For those marketers perturbed by the viewability and creative challenges of getting their ads on smaller screens a viable alternative would be to run their ads on the big screen where those problems are non-existent, according to Sky’s director of media Andrew Mortimer.
His thinly veiled ribbing of online media (unsurprisingly) came at DCM’s annual upfront earlier this week, where the narrative was squarely focused on trumpeting cinema as one of advertising’s sleeping giants. For the country’s biggest advertiser, cinema is a medium that “has some very compelling attributes”, particularly at a time when many brands are starting to question whether they have over spent on digital.
“In a world where we’re all increasingly worried about advertising content, cinema has some very compelling attributes: sound on (a novelty) for some advertisers; 100% in view: and it isn’t skippable. I think the ads are an integral part of the [cinema] experience,” he said.

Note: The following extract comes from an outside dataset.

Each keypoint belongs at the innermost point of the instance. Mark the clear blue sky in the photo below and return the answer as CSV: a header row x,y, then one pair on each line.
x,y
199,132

To illustrate his point, Mortimer revealed that the average cost per thousand across all cinema buying groups purchasing media from DCM is £27, “good value for money” compared to the CPMs paid for videos in social media feeds, which aren’t necessarily running with sound on or fully viewed. When the two mediums are stacked against like this, Mortimer urged marketers to “do the math” and see whether the budgets might be better placed in a medium where people’s emotions are much closer to the surface.

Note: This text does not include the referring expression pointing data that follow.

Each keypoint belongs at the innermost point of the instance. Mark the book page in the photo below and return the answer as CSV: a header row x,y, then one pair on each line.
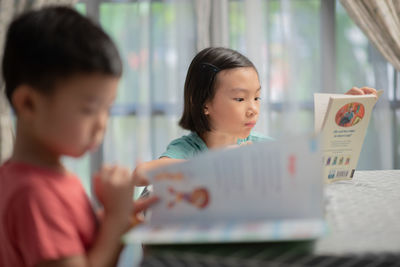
x,y
343,134
272,180
259,192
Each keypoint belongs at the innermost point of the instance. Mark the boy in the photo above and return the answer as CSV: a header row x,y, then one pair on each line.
x,y
61,73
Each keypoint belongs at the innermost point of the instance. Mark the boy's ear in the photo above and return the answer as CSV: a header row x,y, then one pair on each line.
x,y
24,100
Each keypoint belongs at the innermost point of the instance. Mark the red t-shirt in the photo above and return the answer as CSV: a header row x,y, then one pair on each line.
x,y
44,215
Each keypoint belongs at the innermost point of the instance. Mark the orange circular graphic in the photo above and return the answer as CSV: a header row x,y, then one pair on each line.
x,y
350,114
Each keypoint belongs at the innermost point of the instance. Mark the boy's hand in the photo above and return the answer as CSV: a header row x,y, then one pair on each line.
x,y
361,91
114,189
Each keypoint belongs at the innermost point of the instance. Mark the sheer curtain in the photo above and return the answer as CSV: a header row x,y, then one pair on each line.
x,y
287,40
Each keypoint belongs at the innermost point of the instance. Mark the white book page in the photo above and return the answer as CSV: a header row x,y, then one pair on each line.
x,y
264,181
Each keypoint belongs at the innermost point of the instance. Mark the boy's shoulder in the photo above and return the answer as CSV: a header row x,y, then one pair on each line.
x,y
17,176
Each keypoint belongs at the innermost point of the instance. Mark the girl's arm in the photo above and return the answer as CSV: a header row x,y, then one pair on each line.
x,y
139,174
361,91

Take the recent campaigns for big budget shows such as Westworld and Game of Thrones; because their high production values are similar to those for Hollywood productions, it’s meant that Sky has been able to riff on that in recent campaigns. One cinema ad for sci-fi drama Westworld even goes so far as to play with the viewer’s expectations, presenting the series as if it were a movie before the big reveal at the end.
“We believe cinema is a great platform for the shows we offer given we’re in the golden age of TV,” explained Mortimer. “It’s a bargain when you consider the average viewability and the impact."

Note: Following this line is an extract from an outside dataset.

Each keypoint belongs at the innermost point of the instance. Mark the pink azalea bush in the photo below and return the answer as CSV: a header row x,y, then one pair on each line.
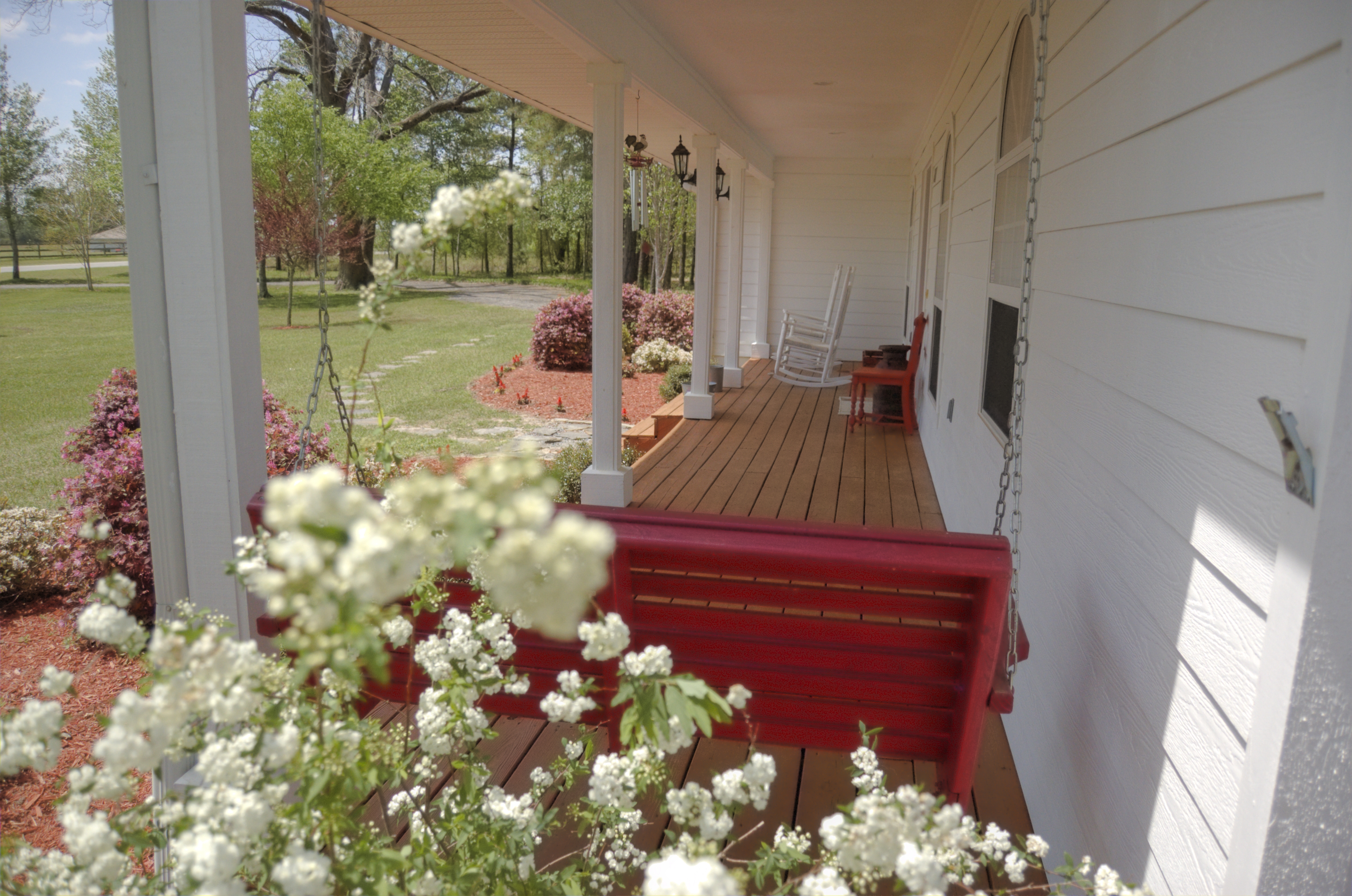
x,y
111,486
668,315
561,335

The clarion call to advertisers is backed by research from DCM, which positions cinema as an under-utilised platform. At its core, it argues that the more spend is pumped into the medium, the higher the levels of return, based on learnings from over 500 UK econometric models.
The key takeaways include:
- Travel brands should look to increase cinema’s share of the budget to 11%, from their current average share of 4.9%. At the higher share, brands could see a Revenue ROI (at total campaign level) of £2.70 for every £1 - compared to £1.10 when cinema takes a smaller share of the campaign budget.
- The optimal share that food FMCG advertisers should invest into cinema is 6.8% - compared to the current average share of 2.8%. Investing at this higher level would drive optimal returns from the overall ad campaign, delivering £0.50 for every £1 invested.
- Telecoms brands should increase their share of investment from 1.8% to 3%, which could deliver a return of £2.90 for every £1 spent.
- Retail advertisers who are cinema spenders on average are investing at the optimal levels (2.6% share) for driving the strongest campaign ROI.
- All Services brands (includes Charity, Entertainment & Leisure, Finance, Retail, Telecoms, Travel) should increase their share of investment in cinema from 1.5% to 2.7% in order to drive the optimal campaign ROI of £3.70 for every £1 spent.